Aan deze verzoeken legt [verzoeker] ten grondslag dat zij met Voice een gemengde overeenkomst heeft gesloten inhoudende een koopovereenkomst en een arbeidsovereenkomst. Voice zou het klantenbestand van [verzoeker] kopen tegen betaling van een bedrag van € 18.000,00 en [verzoeker] is met ingang van 1 november 2024 bij Voice in dienst getreden voor bepaalde tijd van een jaar op basis van een arbeidsomvang van 16 uur per week.
3.3.
[verzoeker] verwijst in dat kader met name naar haar e-mailbericht van
27 september 2024. [verzoeker] ziet de inhoud van die mail als een aanbod. Voice -lees [naam]- heeft bij haar mail d.d. 29 september 2024 het aanbod van [verzoeker] geaccepteerd, waardoor er een arbeidsovereenkomst tot stand is gekomen.
3.4.
Bij brief van 22 november 2024 heeft Voice [verzoeker] ten onrechte het verwijt gemaakt dat [verzoeker] haar afspraken met Voice niet is nagekomen.

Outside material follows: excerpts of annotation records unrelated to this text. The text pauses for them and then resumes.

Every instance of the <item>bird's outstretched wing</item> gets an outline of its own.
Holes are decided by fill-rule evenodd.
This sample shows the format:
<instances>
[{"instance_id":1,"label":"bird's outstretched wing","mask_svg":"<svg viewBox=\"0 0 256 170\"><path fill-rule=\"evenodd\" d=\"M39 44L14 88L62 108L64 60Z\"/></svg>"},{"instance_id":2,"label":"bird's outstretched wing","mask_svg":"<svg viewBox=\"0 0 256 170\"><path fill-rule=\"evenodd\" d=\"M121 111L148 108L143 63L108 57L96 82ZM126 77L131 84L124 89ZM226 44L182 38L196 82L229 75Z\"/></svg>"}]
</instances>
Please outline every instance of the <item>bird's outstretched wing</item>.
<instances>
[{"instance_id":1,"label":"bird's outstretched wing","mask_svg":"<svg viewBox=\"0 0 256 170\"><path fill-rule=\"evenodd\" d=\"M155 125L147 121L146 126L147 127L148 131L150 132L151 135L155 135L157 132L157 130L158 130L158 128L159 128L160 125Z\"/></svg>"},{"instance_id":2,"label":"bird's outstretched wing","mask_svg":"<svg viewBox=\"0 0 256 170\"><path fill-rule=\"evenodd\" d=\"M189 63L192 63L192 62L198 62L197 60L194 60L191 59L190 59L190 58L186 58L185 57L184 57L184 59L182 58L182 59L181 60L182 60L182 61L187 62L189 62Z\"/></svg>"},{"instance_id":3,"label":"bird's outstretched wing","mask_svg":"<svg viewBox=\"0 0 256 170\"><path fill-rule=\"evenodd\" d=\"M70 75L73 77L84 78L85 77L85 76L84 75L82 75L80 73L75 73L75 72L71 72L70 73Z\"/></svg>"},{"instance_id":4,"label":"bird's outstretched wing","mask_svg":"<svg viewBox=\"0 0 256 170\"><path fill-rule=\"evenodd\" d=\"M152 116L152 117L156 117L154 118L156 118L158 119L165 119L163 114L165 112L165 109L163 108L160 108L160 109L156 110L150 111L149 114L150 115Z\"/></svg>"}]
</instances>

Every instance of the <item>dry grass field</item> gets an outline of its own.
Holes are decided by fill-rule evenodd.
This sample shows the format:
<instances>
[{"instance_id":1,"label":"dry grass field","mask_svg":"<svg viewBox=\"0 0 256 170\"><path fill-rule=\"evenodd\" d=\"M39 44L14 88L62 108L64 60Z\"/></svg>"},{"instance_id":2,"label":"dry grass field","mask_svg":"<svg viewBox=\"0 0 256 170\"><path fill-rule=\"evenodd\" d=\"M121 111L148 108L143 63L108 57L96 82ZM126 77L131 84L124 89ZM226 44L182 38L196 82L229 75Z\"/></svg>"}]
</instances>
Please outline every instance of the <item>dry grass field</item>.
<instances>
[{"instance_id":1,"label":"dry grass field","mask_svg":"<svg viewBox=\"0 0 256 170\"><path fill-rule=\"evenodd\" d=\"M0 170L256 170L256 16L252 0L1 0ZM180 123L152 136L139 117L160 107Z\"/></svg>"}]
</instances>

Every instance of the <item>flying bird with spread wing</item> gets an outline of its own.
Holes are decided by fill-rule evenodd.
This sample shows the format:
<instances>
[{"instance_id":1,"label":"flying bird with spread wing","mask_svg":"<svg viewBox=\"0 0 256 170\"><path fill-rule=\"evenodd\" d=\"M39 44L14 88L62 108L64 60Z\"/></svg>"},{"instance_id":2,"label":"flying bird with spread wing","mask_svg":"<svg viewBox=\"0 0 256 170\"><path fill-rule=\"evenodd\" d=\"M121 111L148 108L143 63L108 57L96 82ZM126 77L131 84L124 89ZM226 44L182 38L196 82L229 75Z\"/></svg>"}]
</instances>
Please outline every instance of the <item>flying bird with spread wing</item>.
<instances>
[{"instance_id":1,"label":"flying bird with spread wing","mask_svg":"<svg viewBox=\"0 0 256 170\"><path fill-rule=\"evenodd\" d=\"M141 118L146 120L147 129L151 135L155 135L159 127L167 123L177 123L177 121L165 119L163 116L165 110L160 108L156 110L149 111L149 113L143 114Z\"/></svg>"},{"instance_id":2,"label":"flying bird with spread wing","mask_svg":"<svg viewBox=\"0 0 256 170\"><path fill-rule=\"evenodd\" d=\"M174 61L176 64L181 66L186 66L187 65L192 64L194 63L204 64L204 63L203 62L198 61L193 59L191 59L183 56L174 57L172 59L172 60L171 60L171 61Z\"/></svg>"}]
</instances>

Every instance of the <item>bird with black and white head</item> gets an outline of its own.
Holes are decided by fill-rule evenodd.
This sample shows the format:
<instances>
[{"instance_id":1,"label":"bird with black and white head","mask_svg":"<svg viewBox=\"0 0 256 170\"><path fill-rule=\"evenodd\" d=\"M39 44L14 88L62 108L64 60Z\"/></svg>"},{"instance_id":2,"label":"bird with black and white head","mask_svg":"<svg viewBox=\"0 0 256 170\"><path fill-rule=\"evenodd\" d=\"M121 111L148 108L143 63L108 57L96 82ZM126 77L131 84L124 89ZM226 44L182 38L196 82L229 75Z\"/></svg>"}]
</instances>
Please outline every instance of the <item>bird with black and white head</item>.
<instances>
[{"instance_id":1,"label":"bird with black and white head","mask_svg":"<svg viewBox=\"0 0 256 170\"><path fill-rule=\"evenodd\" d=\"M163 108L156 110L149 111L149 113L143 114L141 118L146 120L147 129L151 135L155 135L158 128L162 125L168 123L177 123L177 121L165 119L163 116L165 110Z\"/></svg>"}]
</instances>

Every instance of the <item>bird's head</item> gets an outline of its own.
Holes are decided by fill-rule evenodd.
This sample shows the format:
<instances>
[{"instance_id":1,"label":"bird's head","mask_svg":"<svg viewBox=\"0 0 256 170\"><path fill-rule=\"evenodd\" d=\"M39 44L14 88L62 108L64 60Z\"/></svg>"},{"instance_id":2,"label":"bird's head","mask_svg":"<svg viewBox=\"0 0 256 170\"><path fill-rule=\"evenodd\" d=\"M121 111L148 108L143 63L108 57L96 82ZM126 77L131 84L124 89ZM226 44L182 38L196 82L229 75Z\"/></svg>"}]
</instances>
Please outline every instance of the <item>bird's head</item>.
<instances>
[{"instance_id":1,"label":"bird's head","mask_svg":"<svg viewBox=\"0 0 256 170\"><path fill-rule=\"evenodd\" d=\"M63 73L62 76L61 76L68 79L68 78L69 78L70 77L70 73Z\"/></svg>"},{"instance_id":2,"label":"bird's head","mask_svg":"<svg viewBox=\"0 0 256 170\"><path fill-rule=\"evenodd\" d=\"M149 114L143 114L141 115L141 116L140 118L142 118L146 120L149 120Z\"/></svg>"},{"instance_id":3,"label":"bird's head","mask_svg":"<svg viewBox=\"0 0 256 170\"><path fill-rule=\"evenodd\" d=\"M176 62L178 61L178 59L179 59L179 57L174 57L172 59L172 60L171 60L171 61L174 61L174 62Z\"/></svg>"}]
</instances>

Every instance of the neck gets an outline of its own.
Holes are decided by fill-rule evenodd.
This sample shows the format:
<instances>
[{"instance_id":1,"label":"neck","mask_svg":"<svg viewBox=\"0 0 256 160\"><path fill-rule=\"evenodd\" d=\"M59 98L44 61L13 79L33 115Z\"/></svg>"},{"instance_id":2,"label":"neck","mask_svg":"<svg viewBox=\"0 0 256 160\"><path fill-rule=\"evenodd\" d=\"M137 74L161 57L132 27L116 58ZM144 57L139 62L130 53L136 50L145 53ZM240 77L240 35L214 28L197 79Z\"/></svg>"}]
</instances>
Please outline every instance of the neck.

De overeenkomst werd dan ook ten onrechte door Voice beëindigd. [verzoeker] zag wel in dat een verdere samenwerking geen optie meer was omdat het vertrouwen onherstelbaar was beschadigd. [verzoeker] (zo begrijpt de kantonrechter) berust in het einde van de arbeidsovereenkomst per 29 november 2024. [verzoeker] vordert ex artikel 3:296 BW achterstallig loon over drie weken werk in november 2024 inclusief vakantiebijslag en fictief loon zijnde een bedrag van € 4.778,00, een transitievergoeding van € 94,46, gederfd loon over een periode van een jaar zijnde een bedrag van € 19.299,38 en een billijke vergoeding van € 50.000,00.
3.5.
Aangezien Voice wel het klantenbestand gekocht heeft maar daarvoor nog geen bedrag heeft betaald, verzoekt [verzoeker] ook om met toepassing van artikel 7:686a lid 2 en 3 BW Voice te veroordelen om aan haar te betalen een bedrag van € 16.550,00.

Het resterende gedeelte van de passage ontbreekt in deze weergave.